Reklama

Polityka i prawo

Obama wiedział o rosyjskim zagrożeniu dla wyborów

Fot. Chuck Kennedy/Flickr/Domena publiczna
Fot. Chuck Kennedy/Flickr/Domena publiczna

Administracja Baracka Obamy były wielokrotnie informowana między 2014 a 2016 rokiem o tym, że Rosja planuje przeprowadzić operacje dezinformacyjne wymierzone w system polityczny Stanów Zjednoczonych. Brakowało jej jednak odwagi i zdecydowanie, żeby podjąć śmielsze działania  – poinformował serwis Politico powołując się urzędników pracujących w Białym Domu.

Zdaniem portalu, administracja otrzymała pierwsze ostrzeżenie na początku 2014 roku od dobrze poinformowanego żródła rosyjskiego. Przekazało ono informacje, że Kreml tworzy sieci powiązań, które mogą zostać użyte w celu wpłynięcia na demokracje w państwach Zachodu. Już w 2014 roku miały być one bardzo rozległe zarówno w Stanach Zjednoczonych jak i Europie. Rosja miała spenetrować media, firmy lobbingowe, partie polityczne, a nawet rządy i wojsko. Raport ten miał wylądować na biurku najważniejszych osób w agencjach wywiadowczych oraz innych instytucjach federalnych.

Wprawdzie nie znajdowało się tam informacja o bezpośrednim zagrożeniu dla wyborów w Stanach Zjednoczonych, ale część ekspertów uważa, że administracja zignorowała te wnioski.  Barack Obama i jego doradcy nie wierzyli, że Rosja posiada odpowiednie zdolności do dokonania takich operacji.
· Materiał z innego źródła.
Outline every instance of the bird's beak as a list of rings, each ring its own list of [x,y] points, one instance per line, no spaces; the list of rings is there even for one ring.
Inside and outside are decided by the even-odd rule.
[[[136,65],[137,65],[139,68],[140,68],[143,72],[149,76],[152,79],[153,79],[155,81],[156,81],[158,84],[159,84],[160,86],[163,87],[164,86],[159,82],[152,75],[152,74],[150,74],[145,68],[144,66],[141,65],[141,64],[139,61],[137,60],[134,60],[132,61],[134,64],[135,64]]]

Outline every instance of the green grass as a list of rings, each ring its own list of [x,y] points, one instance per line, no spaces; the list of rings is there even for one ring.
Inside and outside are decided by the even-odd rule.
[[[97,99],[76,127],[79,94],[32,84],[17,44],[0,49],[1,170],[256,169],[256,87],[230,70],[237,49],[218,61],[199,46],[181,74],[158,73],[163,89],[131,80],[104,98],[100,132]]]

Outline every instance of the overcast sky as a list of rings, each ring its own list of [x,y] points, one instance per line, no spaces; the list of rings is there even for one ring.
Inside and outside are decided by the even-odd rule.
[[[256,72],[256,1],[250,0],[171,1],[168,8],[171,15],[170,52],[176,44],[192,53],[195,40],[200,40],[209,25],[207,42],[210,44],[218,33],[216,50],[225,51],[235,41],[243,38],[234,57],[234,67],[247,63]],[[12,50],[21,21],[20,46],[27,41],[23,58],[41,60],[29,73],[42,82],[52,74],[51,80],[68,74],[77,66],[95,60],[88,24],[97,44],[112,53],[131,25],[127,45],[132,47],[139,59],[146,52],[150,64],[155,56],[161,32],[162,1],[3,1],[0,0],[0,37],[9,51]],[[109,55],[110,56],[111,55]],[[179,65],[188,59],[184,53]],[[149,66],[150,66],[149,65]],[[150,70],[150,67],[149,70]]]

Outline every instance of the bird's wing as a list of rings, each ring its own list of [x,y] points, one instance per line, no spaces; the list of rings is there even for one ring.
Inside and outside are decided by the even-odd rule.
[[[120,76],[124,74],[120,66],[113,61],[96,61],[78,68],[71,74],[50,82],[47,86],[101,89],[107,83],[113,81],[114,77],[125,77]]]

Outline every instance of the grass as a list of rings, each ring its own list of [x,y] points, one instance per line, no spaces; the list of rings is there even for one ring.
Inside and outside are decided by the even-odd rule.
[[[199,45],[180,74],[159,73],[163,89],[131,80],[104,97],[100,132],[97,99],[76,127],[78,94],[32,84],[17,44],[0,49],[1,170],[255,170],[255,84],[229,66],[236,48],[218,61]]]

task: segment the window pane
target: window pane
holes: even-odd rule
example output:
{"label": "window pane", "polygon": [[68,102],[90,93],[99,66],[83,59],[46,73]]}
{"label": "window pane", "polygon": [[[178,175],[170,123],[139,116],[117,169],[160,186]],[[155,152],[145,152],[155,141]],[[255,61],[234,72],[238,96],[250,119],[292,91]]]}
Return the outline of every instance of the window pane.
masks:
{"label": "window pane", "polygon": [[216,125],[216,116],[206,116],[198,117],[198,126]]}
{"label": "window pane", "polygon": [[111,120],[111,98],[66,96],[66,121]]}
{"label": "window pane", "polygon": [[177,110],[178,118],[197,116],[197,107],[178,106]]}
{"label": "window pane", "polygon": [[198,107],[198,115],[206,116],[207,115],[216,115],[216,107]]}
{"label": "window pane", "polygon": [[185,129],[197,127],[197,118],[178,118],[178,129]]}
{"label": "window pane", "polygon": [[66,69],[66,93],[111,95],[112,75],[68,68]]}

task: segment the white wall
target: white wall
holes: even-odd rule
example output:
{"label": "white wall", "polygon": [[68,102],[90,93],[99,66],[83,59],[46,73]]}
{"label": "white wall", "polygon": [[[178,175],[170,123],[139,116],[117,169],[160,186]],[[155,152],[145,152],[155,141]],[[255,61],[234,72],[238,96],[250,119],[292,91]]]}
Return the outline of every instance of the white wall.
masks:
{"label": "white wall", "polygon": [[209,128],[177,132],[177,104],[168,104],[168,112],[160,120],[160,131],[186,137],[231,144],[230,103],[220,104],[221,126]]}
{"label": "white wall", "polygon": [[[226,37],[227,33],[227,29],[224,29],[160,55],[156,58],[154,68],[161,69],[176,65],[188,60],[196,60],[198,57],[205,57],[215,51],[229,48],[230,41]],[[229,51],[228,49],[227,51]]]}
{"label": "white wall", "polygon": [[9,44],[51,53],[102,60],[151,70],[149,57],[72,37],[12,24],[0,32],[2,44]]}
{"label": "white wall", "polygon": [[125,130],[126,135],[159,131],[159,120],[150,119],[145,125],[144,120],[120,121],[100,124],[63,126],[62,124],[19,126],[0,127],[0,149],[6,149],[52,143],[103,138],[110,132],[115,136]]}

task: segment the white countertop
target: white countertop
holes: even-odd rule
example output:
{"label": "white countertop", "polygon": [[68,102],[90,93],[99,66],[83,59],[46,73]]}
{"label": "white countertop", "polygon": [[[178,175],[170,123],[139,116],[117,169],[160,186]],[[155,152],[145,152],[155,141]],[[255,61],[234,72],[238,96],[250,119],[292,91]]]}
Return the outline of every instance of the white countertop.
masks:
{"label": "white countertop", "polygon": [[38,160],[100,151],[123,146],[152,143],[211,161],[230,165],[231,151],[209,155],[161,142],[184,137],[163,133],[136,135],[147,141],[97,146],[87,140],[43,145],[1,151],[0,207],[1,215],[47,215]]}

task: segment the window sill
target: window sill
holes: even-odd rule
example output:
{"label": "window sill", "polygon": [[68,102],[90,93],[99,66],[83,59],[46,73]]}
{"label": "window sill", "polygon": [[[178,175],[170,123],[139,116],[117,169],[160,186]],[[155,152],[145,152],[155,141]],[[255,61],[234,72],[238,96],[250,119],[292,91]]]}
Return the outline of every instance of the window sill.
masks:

Net Prince, były rzecznik prasowy Rady Bezpieczeństwa Narodowego (National Security Council) odrzucił te zarzuty twierdząc, że Barack Obama podjął szereg działań w odpowiedzi na rosyjską agresję na Ukrainę.

Czytaj też: Współpraca USA-Rosja w cyberprzestrzeni [ANALIZA]

Z rozmów przeprowadzonych przez Politico wyłania się jednak inny obraz. Zdecydowana większość doradców i urzędników w administracji Obamy była świadoma agresywnych rosyjskich działań szpiegowskich i dezinformacyjnych w cyberprzestrzeni, w szczególności po próbie włamania do systemów odpowiedzialnych za wybory na Ukrainie w 2014 roku. W ich opinii administracja była niechętna do podjęcie bardziej asertywnych działań, mających na celu zapobiegnięcie rosyjskiej ingerencji ze względu na obawę przed pogorszenie się stosunków z Rosją.

To kolejny z wielu zarzutów wobec polityki Baracka Obamy wobec Rosji. Warto przypomnieć nieudany reset, którego ofiarą była tarcza antyrakietowa w Polsce i Czechach, łagodzenie zapisów ustawy Magnitskiego czy utrudnianie pracy amerykańskiego kontrwywiadu przeciwko rosyjskiej agenturze oraz wiele innych błędnych decyzji.